In a letter to the prime minister, Ahmed said “it has been the honour of my life to bring my twenty years of frontline experience as an NHS surgeon to government” but that the “magnitude of individual achievements and progress” are being “dwarfed and undermined by a lack of values-driven leadership at the centre”.
“It is clear from recent days, that the public across the UK has now irretrievably lost confidence in you as prime minister,” he added.
“This was apparent in the recent Scottish Parliament elections where on door after door your name was specifically cited as the driving reason why Labour voters of 2024 would not vote for Scottish Labour in 2026.
“The noise created at the centre of the government you lead, inadvertently became the midwife for the delivery of an incompetent fifth term SNP government, and one which will now inflict more division and decay on my constituents of Glasgow South West. This is an outcome that is as intolerable as it was avoidable,” Ahmed’s letter continues.
He added: “Throughout the entirety of my surgical career, I have been guided by the principles of precision, clarity, candour and above all else an aspiration for excellence.

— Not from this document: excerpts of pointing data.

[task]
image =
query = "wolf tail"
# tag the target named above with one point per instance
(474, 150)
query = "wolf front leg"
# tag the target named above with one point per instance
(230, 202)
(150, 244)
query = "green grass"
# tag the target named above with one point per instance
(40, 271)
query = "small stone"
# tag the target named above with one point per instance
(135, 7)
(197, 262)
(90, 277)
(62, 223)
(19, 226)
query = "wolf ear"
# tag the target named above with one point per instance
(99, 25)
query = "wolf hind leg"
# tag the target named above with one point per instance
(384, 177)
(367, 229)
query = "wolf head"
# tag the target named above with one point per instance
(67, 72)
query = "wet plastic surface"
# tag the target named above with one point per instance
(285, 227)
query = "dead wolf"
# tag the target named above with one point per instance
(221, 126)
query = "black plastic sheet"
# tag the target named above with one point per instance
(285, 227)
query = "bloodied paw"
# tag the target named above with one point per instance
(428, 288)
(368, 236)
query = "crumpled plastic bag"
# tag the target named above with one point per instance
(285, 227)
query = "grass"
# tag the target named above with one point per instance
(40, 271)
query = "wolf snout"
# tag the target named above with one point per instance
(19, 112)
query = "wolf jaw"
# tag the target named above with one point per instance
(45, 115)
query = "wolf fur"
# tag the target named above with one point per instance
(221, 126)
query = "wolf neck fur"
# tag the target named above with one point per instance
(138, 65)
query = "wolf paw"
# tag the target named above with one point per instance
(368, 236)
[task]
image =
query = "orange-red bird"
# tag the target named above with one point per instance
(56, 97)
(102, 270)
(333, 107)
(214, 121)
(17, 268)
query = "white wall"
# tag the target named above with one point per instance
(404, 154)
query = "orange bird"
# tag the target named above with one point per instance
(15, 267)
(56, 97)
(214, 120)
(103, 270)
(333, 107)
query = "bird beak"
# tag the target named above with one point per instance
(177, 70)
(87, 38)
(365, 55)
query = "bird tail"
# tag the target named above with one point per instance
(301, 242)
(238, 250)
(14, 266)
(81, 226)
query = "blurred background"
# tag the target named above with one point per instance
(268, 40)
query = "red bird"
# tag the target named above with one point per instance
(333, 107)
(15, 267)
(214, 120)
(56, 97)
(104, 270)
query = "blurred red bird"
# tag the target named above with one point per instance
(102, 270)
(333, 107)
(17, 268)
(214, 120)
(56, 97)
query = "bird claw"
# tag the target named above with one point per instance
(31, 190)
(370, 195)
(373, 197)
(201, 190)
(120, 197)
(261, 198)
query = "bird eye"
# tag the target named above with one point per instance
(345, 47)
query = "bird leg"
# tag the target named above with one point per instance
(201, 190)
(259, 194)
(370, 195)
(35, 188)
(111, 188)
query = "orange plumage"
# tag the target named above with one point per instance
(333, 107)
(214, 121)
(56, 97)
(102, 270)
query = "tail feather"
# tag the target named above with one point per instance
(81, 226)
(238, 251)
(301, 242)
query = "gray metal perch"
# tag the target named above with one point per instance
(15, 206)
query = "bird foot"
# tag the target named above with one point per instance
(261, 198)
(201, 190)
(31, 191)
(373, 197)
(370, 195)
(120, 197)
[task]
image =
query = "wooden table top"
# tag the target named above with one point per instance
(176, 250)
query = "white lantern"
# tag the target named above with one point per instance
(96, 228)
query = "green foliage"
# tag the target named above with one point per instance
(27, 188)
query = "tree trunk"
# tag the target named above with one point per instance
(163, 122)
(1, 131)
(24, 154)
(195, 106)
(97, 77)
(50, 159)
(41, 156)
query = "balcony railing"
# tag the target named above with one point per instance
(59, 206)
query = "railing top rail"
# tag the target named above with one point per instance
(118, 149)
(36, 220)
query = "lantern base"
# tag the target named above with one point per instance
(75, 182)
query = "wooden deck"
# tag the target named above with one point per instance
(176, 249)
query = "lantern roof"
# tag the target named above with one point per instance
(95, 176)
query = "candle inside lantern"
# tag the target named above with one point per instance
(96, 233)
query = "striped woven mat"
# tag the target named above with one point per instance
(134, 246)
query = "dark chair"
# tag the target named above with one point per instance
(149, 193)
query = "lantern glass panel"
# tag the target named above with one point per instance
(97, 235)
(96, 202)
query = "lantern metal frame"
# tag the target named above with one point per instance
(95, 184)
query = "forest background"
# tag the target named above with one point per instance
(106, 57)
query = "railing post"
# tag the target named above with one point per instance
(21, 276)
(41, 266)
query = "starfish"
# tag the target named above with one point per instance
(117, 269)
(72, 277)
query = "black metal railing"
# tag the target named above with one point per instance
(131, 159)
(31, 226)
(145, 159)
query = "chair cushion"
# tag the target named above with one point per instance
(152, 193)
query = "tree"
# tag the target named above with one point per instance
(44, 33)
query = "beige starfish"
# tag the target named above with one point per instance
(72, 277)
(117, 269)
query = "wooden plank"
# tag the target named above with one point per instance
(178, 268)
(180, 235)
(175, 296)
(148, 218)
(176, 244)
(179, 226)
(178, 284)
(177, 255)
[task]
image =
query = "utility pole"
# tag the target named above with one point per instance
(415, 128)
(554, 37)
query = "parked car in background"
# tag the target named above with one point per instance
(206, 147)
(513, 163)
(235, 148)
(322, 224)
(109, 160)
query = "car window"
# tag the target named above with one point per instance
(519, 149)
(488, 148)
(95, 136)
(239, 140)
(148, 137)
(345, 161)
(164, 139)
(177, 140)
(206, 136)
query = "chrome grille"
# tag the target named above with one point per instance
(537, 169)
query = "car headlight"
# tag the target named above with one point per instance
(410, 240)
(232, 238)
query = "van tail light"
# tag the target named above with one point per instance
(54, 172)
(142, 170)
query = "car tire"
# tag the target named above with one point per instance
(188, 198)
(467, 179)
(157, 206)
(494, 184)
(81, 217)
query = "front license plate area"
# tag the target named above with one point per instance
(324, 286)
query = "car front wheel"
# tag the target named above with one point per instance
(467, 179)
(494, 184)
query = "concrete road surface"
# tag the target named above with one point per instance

“Those are the principles that I have attempted to bring to Parliament and to my ministerial office. And it is those principles that sadly lead me to conclude that your continuation in office is wholly untenable.”
The letter concludes: “I now ask you for the sake of that urgency and that national duty, to step aside and set a timetable for an expedient and orderly transition to new leadership that commands the confidence of our country.”
Last month, Ahmed was questioned by MPs on the government’s federated data platform (FDP) contract with Palantir. He signalled that the government could consider alternatives when the contract reaches its break clause, amid growing concern surrounding the supplier.
Digital Health News contacted the Department of Health and Social Care on Ahmed’s resignation but was told no public statements would be made.